The Evolution of GIS Data Loading: From Single Files to Modern Tile Architectures
A technical overview of how geospatial data delivery has evolved — from monolithic file formats through raster and vector tiles to modern single-file tile archives like PMTiles — and how to choose the right approach for your data.
Introduction
In 2005, Google Maps shipped a radical idea: instead of downloading a map, you streamed it. The browser fetched 256×256 pixel tiles as you panned and zoomed, assembling a seamless view from dozens of tiny images. It felt like magic — and it set off a chain reaction that would reshape how the entire GIS industry thinks about data delivery.
Twenty years later, that chain reaction has produced a rich ecosystem: single-file parsers, raster tile pyramids, vector tile pipelines, single-file tile archives, and on-the-fly tile servers. Each stage emerged to solve the problems created by the previous one. This article traces that evolution — not as a catalog of technologies, but as a story of constraints, breakthroughs, and the new constraints those breakthroughs created.
1. Phase One: The Single File (2000s–Present)
The problem: You have a dataset. You want to see it on a map. The simplest possible answer: parse the file, extract the geometries, draw them.
This is where every GIS practitioner starts. Drag a GeoJSON, Shapefile, KML, or GPX onto a map and watch it render. The model is beautifully simple — the file is the dataset, every attribute is available, and nothing stands between you and your data.
What it got right:
- Zero preprocessing. No build step, no tile generation, no server.
- Full attribute fidelity. Every column, every property, every metadata field survives the journey from disk to screen.
- Offline-first. A laptop in the field with no connectivity can still load and inspect local files.
The cracks appear around 50 MB. A browser must parse the entire file before rendering a single pixel. At 200 MB — a modest municipal building footprint dataset — you’re looking at multi-second parse times and hundreds of megabytes of memory pressure. Formats like GML and Shapefile add XML or binary overhead that makes the problem worse. And there’s no spatial indexing: every pan and zoom re-renders from the full geometry set, so performance degrades linearly with feature count.
The single-file model didn’t break — it just hit a ceiling. For datasets under 50 MB and 100,000 features, it remains the right answer. But the world had bigger data, and that demanded a different approach.
2. Phase Two: Raster Tiles (2005–Present)
The breakthrough: Don’t send the data. Send pre-rendered pictures of the data.
Google Maps didn’t invent tile-based mapping — the concept dates back to early GIS — but it proved the model at planetary scale. The idea was elegantly simple:
- Render the entire world into 256×256 pixel images at 20 zoom levels.
- Store them in a predictable URL pattern:
/{z}/{x}/{y}.png. - The client requests only the 12–20 tiles visible in the current viewport.
What this solved:
- Scale independence. A global satellite imagery basemap and a neighborhood zoning map cost the same to render in the browser — 20 tile requests, composited by the GPU as textures.
- CDN compatibility. Every tile URL is immutable. Cache it at the edge, serve it to millions of users, never regenerate it.
- Predictable performance. The server did the heavy lifting at build time. The client just stitches images.
The new problem: Raster tiles are pictures.
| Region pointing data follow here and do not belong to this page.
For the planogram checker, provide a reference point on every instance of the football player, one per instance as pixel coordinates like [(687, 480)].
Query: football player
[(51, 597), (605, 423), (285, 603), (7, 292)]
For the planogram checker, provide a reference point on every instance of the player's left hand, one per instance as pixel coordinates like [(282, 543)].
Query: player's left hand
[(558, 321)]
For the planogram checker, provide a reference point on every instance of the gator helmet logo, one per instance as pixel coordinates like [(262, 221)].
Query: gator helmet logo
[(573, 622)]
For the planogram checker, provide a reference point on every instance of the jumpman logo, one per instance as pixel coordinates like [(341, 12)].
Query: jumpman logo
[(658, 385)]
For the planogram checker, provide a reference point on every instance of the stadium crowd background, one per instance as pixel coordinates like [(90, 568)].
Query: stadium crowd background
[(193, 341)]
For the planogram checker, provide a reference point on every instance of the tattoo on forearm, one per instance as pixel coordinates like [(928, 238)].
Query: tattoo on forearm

You cannot click a building to see its name. You cannot change the color of roads from gray to red without re-rendering the entire planet. You cannot toggle a layer on and off — the layers are baked into the pixels. And at global scale, the storage cost is staggering: a full zoom-14 tile set is roughly 4 million tiles and tens of gigabytes.
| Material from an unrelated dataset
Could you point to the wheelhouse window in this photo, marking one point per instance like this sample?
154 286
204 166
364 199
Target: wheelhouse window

Raster tiles solved the scale problem but created an interactivity problem. The next phase would tackle that directly.
3. Phase Three: Vector Tiles (2013–Present)
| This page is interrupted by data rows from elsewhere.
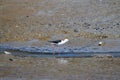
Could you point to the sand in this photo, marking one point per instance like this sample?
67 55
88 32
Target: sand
28 68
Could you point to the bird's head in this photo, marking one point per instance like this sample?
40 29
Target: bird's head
66 40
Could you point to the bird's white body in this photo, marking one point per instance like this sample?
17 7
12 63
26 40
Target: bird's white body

The breakthrough: Send the geometry, not the picture. Let the client render it.
Mapbox launched the Mapbox Vector Tile (MVT) specification in 2013, and it fundamentally changed the equation. Instead of pre-rendered PNGs, the server sends Protocol Buffer-encoded geometry — points, lines, polygons with a subset of attributes — in the same 256×256 tile grid. The client (MapLibre GL JS, Mapbox GL JS) decodes the buffers and renders them with GPU-accelerated WebGL.
What this solved:
- Interactivity. Click any feature. Hover for tooltips. The geometry is live in the browser, not baked into pixels.
- Client-side styling. Change road colors, building fills, label fonts, line widths — all in the browser, no tile regeneration needed. One tile set serves infinite visual styles.
- Efficient encoding. MVT Protocol Buffers are typically 5–10× smaller than equivalent GeoJSON. A tile that would be 200 KB as GeoJSON might be 30 KB as MVT.
- Label collision resolution. The browser sees the full tile context and can resolve label overlaps intelligently.
The new problem: Tile generation is expensive. A global OpenStreetMap extract takes hours on consumer hardware. And attribute fidelity takes a hit — MVT tiles carry only a subset of properties to keep tile sizes manageable. You trade full attribute access for scalable interactivity.
This phase also spawned a new generation of tools, each optimized for a different point in the size–speed spectrum:
| Tool | Approach | Best For |
|---|---|---|
| Tippecanoe | CLI, GeoJSON → MVT | Medium datasets (50 MB–2 GB). Fine control over zoom levels, feature dropping, and attribute filtering |
| Planetiler | Java, OSM PBF → MVT | Planet-scale OSM extracts. Processes the 70 GB planet file in ~2 hours on a 32-core machine |
| Martin | Rust, PostgreSQL/PostGIS → MVT | Live tile serving from a database. Generates tiles on-the-fly, supports PMTiles as a source |
Vector tiles solved interactivity. But they created a new operational headache: millions of tiny files.
4. Phase Four: The Single-File Tile Archive (2011–2021)
The problem: A global vector tile set is millions of individual .mvt files. Deploying them means either a tile server (infrastructure to maintain) or a directory tree with millions of files (a storage and transfer nightmare).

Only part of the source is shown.